Each provider can have at most one fallback target, which consists of:

  • Fallback provider — a different active provider
  • Fallback model — a specific model available on that provider

The rules are strict:

  • A provider cannot fall back to itself.
  • The fallback provider must be active (enabled).
  • The fallback model must be in the fallback provider’s discovered model list.
  • Both fallback_provider_id and fallback_model_id must be set together, or both omitted.
OpenAI (gpt-4o) ──fails──> Anthropic (claude-sonnet-4-20250514) ✓ valid
Anthropic ──fails──> OpenAI (gpt-4o-mini) ✓ valid
Google ──fails──> (none configured) ✓ valid — fails on error
OpenAI ──fails──> OpenAI (gpt-4-turbo) ✗ cannot self-reference

Fallback is disabled by default. To turn it on:

  1. Open Settings and go to the Fallback tab.
  2. Toggle Enable fallback on. This requires at least two active providers.
  3. For each provider row, select a fallback provider and then a fallback model from its available models.
  4. The selection saves automatically when you pick a model.

The enable/disable toggle is a global switch stored in app settings as fallback_enabled. When disabled, all fallback targets are preserved but inactive — no runtime retry occurs.

When a soul’s LLM call fails and fallback is enabled:

  1. Runsight looks up the soul’s provider field to find the primary provider.
  2. It checks whether that provider has a fallback target configured.
  3. If yes, it retries the call once using the fallback provider and model.
  4. If the retry also fails, the block fails with the retry error.

If fallback is disabled or no target is configured for the provider, the original error propagates immediately.

Fallback configuration lives in .runsight/settings.yaml alongside other app settings.
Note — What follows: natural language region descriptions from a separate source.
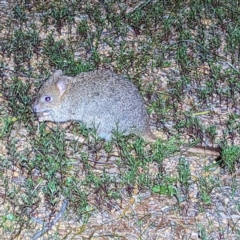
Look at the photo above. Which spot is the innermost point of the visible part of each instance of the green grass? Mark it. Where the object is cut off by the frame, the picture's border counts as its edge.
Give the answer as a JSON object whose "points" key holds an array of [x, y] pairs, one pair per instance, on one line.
{"points": [[184, 58]]}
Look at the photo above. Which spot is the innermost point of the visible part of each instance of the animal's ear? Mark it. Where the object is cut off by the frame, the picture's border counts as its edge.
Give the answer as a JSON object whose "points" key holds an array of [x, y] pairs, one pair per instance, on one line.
{"points": [[62, 86]]}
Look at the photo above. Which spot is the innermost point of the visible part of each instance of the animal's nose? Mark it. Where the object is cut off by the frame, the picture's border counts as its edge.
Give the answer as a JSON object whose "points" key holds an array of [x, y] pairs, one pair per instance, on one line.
{"points": [[34, 108]]}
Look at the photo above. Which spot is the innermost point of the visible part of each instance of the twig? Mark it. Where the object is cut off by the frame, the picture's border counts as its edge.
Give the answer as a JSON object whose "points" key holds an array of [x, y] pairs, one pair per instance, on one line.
{"points": [[51, 224]]}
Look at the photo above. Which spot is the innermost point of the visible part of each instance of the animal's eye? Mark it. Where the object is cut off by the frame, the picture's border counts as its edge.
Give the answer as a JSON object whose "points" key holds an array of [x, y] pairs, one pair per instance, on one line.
{"points": [[47, 99]]}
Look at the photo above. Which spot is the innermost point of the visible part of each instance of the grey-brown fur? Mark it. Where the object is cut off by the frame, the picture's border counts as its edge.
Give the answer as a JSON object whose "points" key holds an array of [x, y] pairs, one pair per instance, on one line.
{"points": [[100, 99]]}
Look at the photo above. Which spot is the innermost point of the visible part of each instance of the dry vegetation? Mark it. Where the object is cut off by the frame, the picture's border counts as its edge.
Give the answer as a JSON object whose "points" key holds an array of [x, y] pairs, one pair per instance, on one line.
{"points": [[62, 182]]}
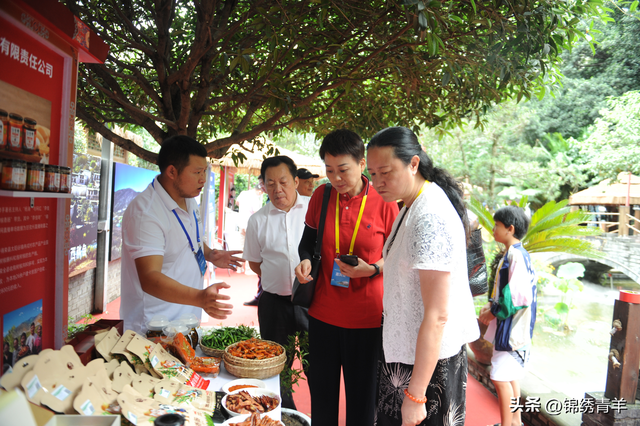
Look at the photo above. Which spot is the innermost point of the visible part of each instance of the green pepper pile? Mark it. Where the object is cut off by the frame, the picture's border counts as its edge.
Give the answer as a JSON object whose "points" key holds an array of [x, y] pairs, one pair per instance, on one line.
{"points": [[220, 338]]}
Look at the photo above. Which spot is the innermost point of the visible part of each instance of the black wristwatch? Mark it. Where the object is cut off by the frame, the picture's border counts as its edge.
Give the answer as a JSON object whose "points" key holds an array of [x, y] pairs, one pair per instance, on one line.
{"points": [[375, 274]]}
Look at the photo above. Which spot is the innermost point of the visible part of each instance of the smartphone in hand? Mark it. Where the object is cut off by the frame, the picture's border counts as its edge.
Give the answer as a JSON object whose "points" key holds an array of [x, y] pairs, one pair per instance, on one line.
{"points": [[349, 259]]}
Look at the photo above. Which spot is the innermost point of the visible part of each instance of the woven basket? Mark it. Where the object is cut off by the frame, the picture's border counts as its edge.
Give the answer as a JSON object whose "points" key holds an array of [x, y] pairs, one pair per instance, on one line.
{"points": [[254, 368], [254, 372], [218, 353]]}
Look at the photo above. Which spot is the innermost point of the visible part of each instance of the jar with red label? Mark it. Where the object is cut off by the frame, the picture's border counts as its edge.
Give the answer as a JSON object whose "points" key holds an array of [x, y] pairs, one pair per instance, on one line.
{"points": [[4, 129], [14, 138], [29, 142], [14, 175], [51, 178], [65, 179], [35, 177]]}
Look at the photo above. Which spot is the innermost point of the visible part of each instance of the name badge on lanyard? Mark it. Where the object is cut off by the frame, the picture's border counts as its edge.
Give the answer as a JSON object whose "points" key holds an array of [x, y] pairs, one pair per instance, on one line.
{"points": [[202, 263]]}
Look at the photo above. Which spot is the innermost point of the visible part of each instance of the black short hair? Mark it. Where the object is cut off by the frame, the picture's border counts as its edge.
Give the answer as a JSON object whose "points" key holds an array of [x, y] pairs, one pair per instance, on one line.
{"points": [[342, 142], [176, 151], [512, 215], [275, 162]]}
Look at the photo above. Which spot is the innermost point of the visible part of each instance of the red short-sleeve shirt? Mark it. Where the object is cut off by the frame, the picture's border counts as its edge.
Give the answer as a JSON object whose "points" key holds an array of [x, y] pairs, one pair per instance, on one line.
{"points": [[360, 305]]}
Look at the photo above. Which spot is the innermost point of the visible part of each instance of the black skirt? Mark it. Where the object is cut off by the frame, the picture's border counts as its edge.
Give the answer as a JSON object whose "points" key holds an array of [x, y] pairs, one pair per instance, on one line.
{"points": [[446, 393]]}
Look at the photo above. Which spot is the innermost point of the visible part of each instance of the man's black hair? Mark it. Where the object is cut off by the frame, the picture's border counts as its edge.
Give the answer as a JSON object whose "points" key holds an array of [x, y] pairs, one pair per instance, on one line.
{"points": [[275, 162], [512, 215], [342, 142], [176, 151]]}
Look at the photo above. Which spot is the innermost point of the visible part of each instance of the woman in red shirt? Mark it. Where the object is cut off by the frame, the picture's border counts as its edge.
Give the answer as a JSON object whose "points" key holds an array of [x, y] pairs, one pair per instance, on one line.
{"points": [[346, 312]]}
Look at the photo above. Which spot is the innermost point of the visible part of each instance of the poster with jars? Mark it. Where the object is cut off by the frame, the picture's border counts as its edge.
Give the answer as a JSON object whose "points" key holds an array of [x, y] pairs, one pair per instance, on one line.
{"points": [[36, 99]]}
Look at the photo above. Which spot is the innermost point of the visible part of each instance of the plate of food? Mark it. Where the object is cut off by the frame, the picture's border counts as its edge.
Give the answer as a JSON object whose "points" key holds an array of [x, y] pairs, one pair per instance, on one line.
{"points": [[252, 400], [238, 384]]}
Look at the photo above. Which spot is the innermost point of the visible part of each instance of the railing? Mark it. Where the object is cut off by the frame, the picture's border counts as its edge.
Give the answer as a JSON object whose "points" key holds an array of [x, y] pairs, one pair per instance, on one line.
{"points": [[625, 226], [636, 223]]}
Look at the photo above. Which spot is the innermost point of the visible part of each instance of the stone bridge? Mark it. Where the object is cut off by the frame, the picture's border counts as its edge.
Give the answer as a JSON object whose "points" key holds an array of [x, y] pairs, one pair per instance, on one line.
{"points": [[619, 253]]}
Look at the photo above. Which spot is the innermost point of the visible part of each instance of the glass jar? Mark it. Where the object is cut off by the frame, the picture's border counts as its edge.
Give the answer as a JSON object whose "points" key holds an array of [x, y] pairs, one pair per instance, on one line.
{"points": [[14, 138], [192, 322], [14, 175], [51, 178], [29, 142], [35, 177], [65, 179], [156, 325], [4, 129]]}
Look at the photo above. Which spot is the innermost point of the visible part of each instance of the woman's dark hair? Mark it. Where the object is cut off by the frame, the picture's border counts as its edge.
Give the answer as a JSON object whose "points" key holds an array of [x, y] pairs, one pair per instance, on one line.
{"points": [[512, 215], [342, 142], [275, 162], [176, 150], [405, 145]]}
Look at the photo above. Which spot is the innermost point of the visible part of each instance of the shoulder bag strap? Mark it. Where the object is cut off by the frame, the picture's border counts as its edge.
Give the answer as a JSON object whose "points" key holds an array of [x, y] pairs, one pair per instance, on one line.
{"points": [[323, 215]]}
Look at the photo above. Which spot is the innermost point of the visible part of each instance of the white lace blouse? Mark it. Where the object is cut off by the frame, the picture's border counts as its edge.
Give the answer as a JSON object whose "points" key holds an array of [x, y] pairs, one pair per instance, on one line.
{"points": [[430, 237]]}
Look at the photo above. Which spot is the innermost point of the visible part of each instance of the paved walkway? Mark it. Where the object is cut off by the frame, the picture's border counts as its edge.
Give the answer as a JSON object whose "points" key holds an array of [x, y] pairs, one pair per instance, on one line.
{"points": [[482, 405]]}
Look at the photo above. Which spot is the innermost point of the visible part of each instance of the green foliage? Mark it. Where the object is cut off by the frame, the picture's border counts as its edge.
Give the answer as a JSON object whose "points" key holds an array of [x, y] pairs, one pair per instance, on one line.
{"points": [[614, 144], [74, 328], [225, 72], [296, 349]]}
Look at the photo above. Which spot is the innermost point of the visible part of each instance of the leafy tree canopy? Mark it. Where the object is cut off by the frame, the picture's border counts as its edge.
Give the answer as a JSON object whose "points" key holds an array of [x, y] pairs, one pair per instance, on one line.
{"points": [[225, 71], [614, 144]]}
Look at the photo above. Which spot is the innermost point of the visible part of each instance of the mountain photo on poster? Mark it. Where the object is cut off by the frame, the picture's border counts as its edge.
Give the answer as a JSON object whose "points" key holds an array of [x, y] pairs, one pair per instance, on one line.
{"points": [[83, 233], [128, 182], [22, 334]]}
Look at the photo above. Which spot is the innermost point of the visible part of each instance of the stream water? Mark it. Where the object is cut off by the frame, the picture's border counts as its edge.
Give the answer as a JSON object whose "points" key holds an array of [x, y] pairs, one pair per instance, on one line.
{"points": [[573, 360]]}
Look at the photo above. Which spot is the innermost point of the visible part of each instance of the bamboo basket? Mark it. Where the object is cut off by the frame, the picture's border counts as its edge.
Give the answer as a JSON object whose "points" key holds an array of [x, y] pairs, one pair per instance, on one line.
{"points": [[254, 368]]}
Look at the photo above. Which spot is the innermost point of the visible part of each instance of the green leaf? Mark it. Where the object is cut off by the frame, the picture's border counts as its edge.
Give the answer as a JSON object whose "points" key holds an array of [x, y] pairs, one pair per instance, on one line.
{"points": [[561, 308]]}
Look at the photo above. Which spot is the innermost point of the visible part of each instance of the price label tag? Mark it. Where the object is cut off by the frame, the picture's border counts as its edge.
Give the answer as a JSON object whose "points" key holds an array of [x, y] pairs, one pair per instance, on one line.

This file is gitignored.

.runsight/settings.yaml
fallback_enabled: true
fallback_map:
- provider_id: openai
fallback_provider_id: anthropic
fallback_model_id: claude-sonnet-4-20250514
- provider_id: anthropic
fallback_provider_id: openai
fallback_model_id: gpt-4o-mini

Each entry in fallback_map is a FallbackTargetEntry with three fields:

FieldTypeDescription
provider_idstrThe primary provider’s ID
fallback_provider_idstrThe backup provider’s ID
fallback_model_idstrThe specific model to use on the backup provider
MethodEndpointDescription
GET/settings/fallbacksList all fallback targets for active providers
PUT/settings/fallbacks/{provider_id}Set or clear a provider’s fallback target

To clear a fallback target, send both fallback_provider_id and fallback_model_id as empty strings:

{
"fallback_provider_id": "",
"fallback_model_id": ""
}

Souls specify their provider via the provider field (e.g., provider: openai). When a workflow runs:

  1. The engine resolves the soul reference via soul_ref and looks it up in custom/souls/.
  2. The soul’s provider and model_name determine which LLM backend handles the call.
  3. If the call fails and fallback is enabled, the fallback target for that provider type is used for a single retry.

If a soul does not set a provider, it uses the runner’s default. Fallback only applies to providers that have an explicit fallback target configured — there is no implicit “pick the next available provider” behavior.